The stray hairs, the pockets of blubber, the facial crevices, dimming eyesight and faded hearing are constant reminders of my body maturing on the downside of the hill. There was a time when, as a child, I attempted to don one of my favorite summer outfits only to find that it no longer fit. I don’t recall any consciousness of growth in the interim between wearings. Other than markers of puberty, it seems that children’s bodies mature without self-marvel while, technically “elderly”, I am in awe daily at changes in my body. Is anyone ever really prepared for it?

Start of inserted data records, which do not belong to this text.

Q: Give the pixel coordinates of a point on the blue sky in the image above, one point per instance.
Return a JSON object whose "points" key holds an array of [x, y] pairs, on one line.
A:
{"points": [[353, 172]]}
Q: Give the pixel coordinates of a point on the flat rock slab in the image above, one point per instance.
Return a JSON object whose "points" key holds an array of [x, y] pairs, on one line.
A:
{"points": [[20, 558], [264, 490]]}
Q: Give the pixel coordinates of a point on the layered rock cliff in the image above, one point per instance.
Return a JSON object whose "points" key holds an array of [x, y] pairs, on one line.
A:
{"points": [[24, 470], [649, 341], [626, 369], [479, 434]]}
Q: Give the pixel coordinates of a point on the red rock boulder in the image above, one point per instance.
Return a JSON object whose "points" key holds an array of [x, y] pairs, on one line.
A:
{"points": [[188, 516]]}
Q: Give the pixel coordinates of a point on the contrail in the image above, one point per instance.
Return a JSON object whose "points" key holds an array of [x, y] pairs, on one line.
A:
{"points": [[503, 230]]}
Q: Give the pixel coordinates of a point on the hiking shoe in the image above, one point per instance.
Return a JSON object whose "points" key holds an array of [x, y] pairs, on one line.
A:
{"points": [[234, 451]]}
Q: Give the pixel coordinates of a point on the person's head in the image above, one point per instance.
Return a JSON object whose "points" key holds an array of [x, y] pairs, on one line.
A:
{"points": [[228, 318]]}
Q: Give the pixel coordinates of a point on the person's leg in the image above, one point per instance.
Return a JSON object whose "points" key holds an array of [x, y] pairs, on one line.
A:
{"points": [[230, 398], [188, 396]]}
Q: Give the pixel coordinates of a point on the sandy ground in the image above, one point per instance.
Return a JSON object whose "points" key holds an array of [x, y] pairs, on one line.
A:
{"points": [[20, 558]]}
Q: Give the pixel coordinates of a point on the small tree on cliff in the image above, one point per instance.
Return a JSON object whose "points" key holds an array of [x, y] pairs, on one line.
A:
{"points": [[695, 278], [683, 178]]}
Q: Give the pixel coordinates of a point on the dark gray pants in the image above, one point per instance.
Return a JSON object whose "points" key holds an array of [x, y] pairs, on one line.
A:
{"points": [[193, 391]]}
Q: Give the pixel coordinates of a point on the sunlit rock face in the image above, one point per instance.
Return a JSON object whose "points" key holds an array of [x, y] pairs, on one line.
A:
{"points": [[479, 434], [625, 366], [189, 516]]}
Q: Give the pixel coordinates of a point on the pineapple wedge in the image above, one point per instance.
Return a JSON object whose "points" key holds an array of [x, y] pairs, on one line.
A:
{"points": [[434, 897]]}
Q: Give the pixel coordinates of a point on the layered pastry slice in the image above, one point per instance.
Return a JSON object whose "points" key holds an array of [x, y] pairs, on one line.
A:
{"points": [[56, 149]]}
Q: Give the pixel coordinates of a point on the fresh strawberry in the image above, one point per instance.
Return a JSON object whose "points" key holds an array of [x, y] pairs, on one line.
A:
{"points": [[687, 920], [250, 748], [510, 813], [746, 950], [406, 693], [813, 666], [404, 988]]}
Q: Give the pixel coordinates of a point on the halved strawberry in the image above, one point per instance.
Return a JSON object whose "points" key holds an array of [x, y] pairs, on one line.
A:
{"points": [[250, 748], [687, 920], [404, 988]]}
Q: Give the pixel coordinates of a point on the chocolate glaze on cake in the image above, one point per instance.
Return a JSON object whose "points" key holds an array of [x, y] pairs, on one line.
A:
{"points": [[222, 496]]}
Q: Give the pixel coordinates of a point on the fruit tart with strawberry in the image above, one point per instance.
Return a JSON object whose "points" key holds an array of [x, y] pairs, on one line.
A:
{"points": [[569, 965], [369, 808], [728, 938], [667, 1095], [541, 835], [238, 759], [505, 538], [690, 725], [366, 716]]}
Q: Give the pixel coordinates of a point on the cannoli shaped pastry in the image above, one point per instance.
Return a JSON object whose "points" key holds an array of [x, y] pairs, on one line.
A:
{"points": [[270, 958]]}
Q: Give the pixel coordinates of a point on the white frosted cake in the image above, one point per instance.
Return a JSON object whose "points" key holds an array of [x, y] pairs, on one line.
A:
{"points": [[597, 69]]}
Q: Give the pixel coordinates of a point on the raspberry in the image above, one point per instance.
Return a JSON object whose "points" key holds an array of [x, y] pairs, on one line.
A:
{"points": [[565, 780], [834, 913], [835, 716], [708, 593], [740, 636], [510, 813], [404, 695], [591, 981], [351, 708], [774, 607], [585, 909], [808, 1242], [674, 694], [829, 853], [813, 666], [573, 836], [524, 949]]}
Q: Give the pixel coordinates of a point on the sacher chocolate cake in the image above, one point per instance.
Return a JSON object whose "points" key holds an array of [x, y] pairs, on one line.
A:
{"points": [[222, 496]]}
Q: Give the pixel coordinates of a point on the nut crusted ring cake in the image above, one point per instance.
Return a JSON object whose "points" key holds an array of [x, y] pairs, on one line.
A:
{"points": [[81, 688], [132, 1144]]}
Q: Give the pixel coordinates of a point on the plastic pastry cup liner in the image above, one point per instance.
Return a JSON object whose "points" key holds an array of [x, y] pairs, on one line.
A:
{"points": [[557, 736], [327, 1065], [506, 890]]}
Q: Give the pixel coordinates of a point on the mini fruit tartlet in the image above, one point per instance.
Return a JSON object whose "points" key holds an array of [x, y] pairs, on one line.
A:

Today our Zoom “Guts and Butts and Yoga” class began with marching. Still recovering from partial knee replacement, I rock gently from foot to foot. No squats, child poses, lunges, or table tops for me. Thankfully, the instructors are marvelous at encouraging modification. I don’t get any closer to the floor than downward-facing dog or risk spending the remainder of the day in shavasana until someone can help me get up.
One annoying feature of the aging body is the increased length of time to heal. Whether a cold, a cut, or surgery, the healing process is slower and requires more attention than when we were young. Being clueless about the expectations for my partial knee replacement recovery, I resumed physical therapy. What a relief to be told that I am actually doing quite well. Just as liberating is having questions answered, processes explained, expectations articulated. I am excused from lunges, squats, anything on my knees, and curtsies (apologies to HRM). Meanwhile Stacy the PT lined up my legs and coached me to climb steps properly.
The best outcome is the hope that I will march again. I expect to avoid lunges, squats, and curtsies forever. Some things are best left behind.